Guitar Snobs

I wish I had skipped 13.  Crappy year.  Folks who look back on their high school years as the best years of their lives must have really peaked early.  Poor bastards.  I pity the poor fools.


Got my first axe of my own (as opposed to the crappy nylon-stringed 3/4 scale toy that floated around the house) for my 19th birthday - a pawnshop turkey, but neither my mom nor I knew what we were doing.  It was a Ventura acoustic.  Sounded awesome in the stairwell of my barracks, but otherwise not so much.  Got my first electric when I was 20, headed toward 21, over Thanksgiving weekend in 1986.


 
Altar said:
I like W bodies and necks, but I really like vintage fender hardware. I dislike G&L for their lack of original designs, And I don't care what anyone says, you can't get better than a vintage tele. If these copy brands make such superior instruments, they should come up with their own designs.

I didn't read the whole thread and I won't comment your beliefs. Personally, I believe there are companies who are making better (whatever better means to any of us) strats & teles even from Fenders custom shop. Why they don't make their own designs? Because guitarists are close minded people. They believe in mojo, tradition, country of origin and lots of other crap. Most people won't even buy a strat with a slightly different headstock. They want to see the Fender logo on the headstock even though Leo Fender sold the company in 1965. The only way for a company to survive is to make copies of Fender & Gibson. This is the rule, exceptions exist.
 
Kostas said:
Because guitarists are close minded people.

I resemble that remark!!  :laughing7:

I don't like Epi's big ugly headstocks.
I don't like Strats with two humbuckers but I like them on Tele's.
I don't like Warmoth LP headstocks (close but not quite right).
I don't like Strat style headstocks on LPs and vice versa.
I don't like gold hardware.

None of it is logical. Most of it is just based on what I'm accustomed to seeing and of course, my own perverted tastes!
 
Kostas said:
Because guitarists are close minded people.

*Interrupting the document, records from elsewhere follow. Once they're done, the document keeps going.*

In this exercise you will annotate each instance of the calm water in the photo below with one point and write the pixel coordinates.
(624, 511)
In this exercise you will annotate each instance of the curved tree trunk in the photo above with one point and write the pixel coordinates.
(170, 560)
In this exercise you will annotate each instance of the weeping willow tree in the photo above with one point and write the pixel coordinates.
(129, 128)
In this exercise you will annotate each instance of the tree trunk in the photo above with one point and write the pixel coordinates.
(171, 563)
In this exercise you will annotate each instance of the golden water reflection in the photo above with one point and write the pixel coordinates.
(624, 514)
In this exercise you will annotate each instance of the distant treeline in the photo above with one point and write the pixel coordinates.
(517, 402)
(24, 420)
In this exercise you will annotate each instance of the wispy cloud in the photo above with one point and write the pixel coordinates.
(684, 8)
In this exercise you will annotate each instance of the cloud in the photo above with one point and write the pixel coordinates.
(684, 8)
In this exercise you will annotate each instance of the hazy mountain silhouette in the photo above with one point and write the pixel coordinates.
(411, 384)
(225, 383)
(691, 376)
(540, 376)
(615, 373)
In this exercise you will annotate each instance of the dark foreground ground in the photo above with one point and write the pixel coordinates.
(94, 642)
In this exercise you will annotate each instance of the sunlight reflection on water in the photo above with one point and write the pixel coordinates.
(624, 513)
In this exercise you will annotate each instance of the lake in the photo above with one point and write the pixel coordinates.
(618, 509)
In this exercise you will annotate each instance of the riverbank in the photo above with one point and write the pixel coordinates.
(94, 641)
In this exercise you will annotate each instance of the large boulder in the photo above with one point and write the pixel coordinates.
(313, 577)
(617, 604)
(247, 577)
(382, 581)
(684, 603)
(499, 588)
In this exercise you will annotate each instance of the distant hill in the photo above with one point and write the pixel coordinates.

BunchaBitchyLittleGirls.jpg


You know guitar players. Buncha bitchy little girls.
 
Sorry about the necro-post, but for this post it seems the only appropriate way to do it.

Five years ago, this post was made:

Street Avenger said:
Katie[sic] Perry [...]  Five years from now, no one will even remember her.

At the time I remember thinking, I bet that isn't true. So I set a recurring reminder to go off on my phone each year so I could see how things were progressing. If you're interested in seeing those yearly updates, I edited them into an old post each year here |(starts about halfway down the post after the quoted post).

As a side note, before anyone says "oh man, you sad person, you've remained obsessed with this for five years", let me just remind you that I set a reminder on my phone and then addressed it when I had a spare ten minutes. Is there anything you've spent ten minutes a year on that you'd consider yourself obsessed with?

Joking aside, it was a massively wrong prediction. It's not just that people still know who she is - she's still huge, is all over TV and magazines, has a new album out and is headed out on another sellout world tour shortly. But I don't think this is really very surprising, is it? The poster didn't like the music, and assumed this would translate into a lack of longevity for that music. But of course it doesn't, because the key thing the poster missed is that his individual music taste is not indicative of worldwide trends. Different people like different music and you shouldn't think of the music you like as being objectively "good" while considering other music objectively "bad". This ought to be obvious in a forum full of guitarists who all have different preferences for guitars, pickups, amps, woods, plecturms, ad infinitum. Why shouldn't "if it sounds good, it is good" be true of recorded music too?